Background: People with sickle cell disease (SCD) experience painful and life threatening vaso-occlusive episodes (VOEs) that frequently lead to hospitalizations. Studies addressing VOE care largely exclude the inpatient setting. We aimed to 1) understand inpatient VOE care from the perspectives of adults with SCD and inpatient healthcare professionals, and 2) develop a conceptual model focused on dynamics of care to inform the development of effective, patient-centered models of inpatient SCD care.

Methods: We conducted a two-center (886-bed university hospital and 261-bed community hospital) qualitative study from 2022-2024 using a constructivist grounded theory approach. Adults with SCD with at least one hospitalization in the last 5 years, and healthcare professionals who deliver inpatient VOE clinical care or support its operations, participated in an interview or focus group that was transcribed verbatim. Our interview guide was informed by a literature review of inpatient SCD care, the Health Equity Implementation Framework, and the Systems Engineering Initiative for Patient Safety 3.0 model. Three researchers coded the data using a 2-step open coding followed by focused coding using Dedoose (v9.2.012). Data analysis occurred alongside recruitment and data collection, allowing for iterative interview guide development and refinement of our conceptual model.

Results: Thirty-eight participants were interviewed: 4 adults with SCD, 6 nurses, 8 hospitalists, 1 hematologist, 1 hematology/oncology fellow, 3 residents, 2 advanced practice providers, 5 pharmacists, 6 social workers/care managers, and 5 operational leaders.

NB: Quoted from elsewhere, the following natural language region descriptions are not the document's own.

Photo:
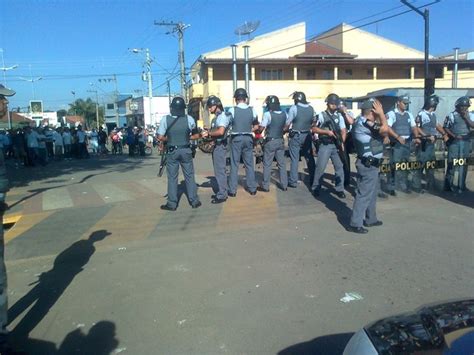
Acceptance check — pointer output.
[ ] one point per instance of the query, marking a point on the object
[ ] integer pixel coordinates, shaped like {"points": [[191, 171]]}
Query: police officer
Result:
{"points": [[243, 122], [368, 132], [273, 122], [300, 119], [218, 132], [176, 130], [428, 128], [403, 129], [3, 192], [458, 126], [329, 126]]}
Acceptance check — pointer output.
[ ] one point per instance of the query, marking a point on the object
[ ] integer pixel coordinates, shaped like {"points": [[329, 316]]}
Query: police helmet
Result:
{"points": [[299, 96], [213, 101], [273, 103], [240, 94], [463, 101], [177, 106], [333, 99], [431, 101]]}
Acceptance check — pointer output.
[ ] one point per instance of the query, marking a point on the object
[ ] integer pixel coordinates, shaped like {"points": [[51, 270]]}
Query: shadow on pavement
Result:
{"points": [[51, 285], [328, 345], [48, 172], [100, 340]]}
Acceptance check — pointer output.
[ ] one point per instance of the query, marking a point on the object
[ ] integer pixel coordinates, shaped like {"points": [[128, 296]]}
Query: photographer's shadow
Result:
{"points": [[51, 285]]}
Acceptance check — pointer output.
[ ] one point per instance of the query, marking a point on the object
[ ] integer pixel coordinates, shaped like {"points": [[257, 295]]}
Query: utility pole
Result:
{"points": [[426, 17], [5, 69], [96, 106], [179, 29], [147, 77]]}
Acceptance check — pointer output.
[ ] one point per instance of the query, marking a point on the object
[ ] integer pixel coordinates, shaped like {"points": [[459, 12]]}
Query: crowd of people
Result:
{"points": [[37, 146]]}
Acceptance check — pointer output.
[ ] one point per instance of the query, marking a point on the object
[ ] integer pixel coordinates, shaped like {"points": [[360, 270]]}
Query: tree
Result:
{"points": [[87, 109]]}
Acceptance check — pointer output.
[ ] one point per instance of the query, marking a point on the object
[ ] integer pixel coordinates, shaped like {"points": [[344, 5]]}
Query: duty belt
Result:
{"points": [[370, 161], [172, 148], [241, 134]]}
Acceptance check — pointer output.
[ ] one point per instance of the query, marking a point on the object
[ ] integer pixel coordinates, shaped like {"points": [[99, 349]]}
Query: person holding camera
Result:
{"points": [[368, 132]]}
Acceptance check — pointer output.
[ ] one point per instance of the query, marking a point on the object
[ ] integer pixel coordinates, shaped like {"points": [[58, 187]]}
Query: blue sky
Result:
{"points": [[71, 44]]}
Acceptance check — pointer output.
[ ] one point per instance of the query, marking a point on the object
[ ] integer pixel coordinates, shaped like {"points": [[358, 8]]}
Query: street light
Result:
{"points": [[5, 69], [147, 77]]}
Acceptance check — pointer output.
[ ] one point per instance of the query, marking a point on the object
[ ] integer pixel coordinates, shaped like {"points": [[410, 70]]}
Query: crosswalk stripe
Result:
{"points": [[56, 198]]}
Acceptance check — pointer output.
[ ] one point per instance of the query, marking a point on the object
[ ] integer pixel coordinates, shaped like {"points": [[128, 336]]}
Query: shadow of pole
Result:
{"points": [[51, 285]]}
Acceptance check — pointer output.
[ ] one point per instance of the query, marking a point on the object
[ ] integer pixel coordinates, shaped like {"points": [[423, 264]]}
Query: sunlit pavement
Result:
{"points": [[95, 266]]}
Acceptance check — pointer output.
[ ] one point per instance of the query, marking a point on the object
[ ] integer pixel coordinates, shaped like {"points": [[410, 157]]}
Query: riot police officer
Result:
{"points": [[300, 119], [428, 128], [331, 130], [218, 132], [458, 126], [403, 129], [4, 92], [368, 132], [243, 122], [273, 122], [176, 130]]}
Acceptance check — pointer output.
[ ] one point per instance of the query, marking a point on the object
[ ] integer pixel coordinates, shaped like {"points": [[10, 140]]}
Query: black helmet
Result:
{"points": [[177, 106], [240, 94], [213, 101], [431, 101], [463, 101], [333, 99], [273, 103], [299, 96]]}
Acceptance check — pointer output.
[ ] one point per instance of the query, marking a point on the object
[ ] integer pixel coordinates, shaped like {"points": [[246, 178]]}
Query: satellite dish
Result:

We identified four major categories explained below with an associated quote: comprehensive SCD care, patient-centered care, acute SCD care infrastructure, and structural competency. The conceptual model united these categories, anchored by comprehensive SCD care in facilitating patient-centered ideal inpatient VOE care.

Comprehensive SCD care

Inpatient SCD care requires comprehensive SCD care that includes an interdisciplinary approach across care contexts. This care should include not only clinical management, but other social factors that impact health that often disproportionately affect people with SCD.

“It's not one size fits all kind of thing...people have different needs or they're coming with different disabilities...there [needs] to be some kind of interdisciplinary approach.” -hospitalist

Patient-centered Care

Patient-centered care meant showing the patient they felt cared for by involving patients in decision making, respecting patient rights to make health decisions, etc. Healthcare professionals conveyed needing time in their workflow and ability to offer other management options for complex problems to be able to effectively provide patient-centered care for adults with SCD.

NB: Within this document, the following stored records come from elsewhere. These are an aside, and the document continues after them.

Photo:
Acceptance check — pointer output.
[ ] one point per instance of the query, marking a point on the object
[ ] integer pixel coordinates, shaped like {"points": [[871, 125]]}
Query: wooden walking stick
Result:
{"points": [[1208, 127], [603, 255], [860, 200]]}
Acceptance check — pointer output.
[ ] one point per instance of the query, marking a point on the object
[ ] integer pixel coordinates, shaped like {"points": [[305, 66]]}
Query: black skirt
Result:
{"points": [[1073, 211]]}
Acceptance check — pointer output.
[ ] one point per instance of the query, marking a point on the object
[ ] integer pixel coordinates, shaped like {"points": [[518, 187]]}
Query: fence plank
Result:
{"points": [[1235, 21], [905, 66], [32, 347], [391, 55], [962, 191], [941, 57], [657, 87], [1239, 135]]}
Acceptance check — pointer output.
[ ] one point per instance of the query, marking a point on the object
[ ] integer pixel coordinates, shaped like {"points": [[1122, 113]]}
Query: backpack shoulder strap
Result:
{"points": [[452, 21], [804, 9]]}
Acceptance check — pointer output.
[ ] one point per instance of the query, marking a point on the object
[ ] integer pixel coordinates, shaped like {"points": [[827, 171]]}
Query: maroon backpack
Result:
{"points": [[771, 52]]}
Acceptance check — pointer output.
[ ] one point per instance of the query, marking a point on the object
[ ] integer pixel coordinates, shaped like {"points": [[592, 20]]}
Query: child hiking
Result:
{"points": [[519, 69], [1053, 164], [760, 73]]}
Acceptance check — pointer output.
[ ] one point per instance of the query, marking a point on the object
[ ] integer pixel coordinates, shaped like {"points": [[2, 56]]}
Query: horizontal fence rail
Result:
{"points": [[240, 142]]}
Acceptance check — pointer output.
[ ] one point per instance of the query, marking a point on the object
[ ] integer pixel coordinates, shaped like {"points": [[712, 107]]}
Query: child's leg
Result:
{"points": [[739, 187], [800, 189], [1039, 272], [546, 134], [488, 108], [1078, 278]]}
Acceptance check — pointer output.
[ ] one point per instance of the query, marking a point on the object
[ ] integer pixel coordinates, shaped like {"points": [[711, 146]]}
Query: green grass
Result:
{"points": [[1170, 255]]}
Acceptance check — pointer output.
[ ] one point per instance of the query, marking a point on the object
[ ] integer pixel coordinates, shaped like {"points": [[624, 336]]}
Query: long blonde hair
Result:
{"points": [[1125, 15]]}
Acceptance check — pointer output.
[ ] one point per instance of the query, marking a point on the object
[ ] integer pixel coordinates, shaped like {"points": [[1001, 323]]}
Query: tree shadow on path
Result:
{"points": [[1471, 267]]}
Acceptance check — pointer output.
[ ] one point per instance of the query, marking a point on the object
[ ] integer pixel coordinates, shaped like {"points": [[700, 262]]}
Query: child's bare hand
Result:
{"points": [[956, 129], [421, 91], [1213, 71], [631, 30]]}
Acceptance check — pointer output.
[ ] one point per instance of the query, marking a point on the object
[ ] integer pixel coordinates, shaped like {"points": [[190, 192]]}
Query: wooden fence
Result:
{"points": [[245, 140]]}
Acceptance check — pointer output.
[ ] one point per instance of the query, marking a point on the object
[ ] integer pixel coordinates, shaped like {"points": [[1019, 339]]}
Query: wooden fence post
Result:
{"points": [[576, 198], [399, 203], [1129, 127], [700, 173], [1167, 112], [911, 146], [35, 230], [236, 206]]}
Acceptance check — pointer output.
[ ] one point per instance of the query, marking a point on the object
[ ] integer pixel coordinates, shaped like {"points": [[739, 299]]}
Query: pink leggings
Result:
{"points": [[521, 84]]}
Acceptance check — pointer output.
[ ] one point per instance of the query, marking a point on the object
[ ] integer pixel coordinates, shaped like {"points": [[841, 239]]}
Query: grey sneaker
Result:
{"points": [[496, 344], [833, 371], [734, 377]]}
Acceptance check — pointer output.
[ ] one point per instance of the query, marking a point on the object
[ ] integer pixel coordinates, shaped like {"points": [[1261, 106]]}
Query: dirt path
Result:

“I think patients struggle when they don't feel heard. And if they don't feel heard, then they can't trust what's happening. And then...that just sets us all up for failure.”-social worker

Acute SCD Care Infrastructure

Infrastructure includes processes, structures, and supports that standardize care (i.e., provider education, use of individualized care plans, and cohorting patients to specific units), support care escalation specific for VOE-related complications (e.g., emergent blood transfusion or apheresis), and ensure adequate staffing of interdisciplinary clinicians and staff with SCD expertise.

“Most of these hospitals don't even know about sickle cell...they're not even up to date [with] what it is, how they're supposed to treat you." – patient

Structural Competency

Hospital employees and staff should develop and maintain the capacity to recognize and respond to health and illness as the downstream effects of broad social, political, and economic structure (i.e., structural competency).

“There's a long history of our medical system brutalizing people of color...that sticks around, it's still bleeding into the care that we provide with sickle cell patients.”-resident

Conclusion: Comprehensive SCD care across care context is the necessary anchor to operationalizing ideal inpatient SCD care. Ensuring access to an interdisciplinary inpatient healthcare team that has sufficient time, infrastructure, and expertise is critical for delivering patient-centered care that ensures patients feel cared for and are heard.

Disclosures: No relevant conflicts of interest to declare.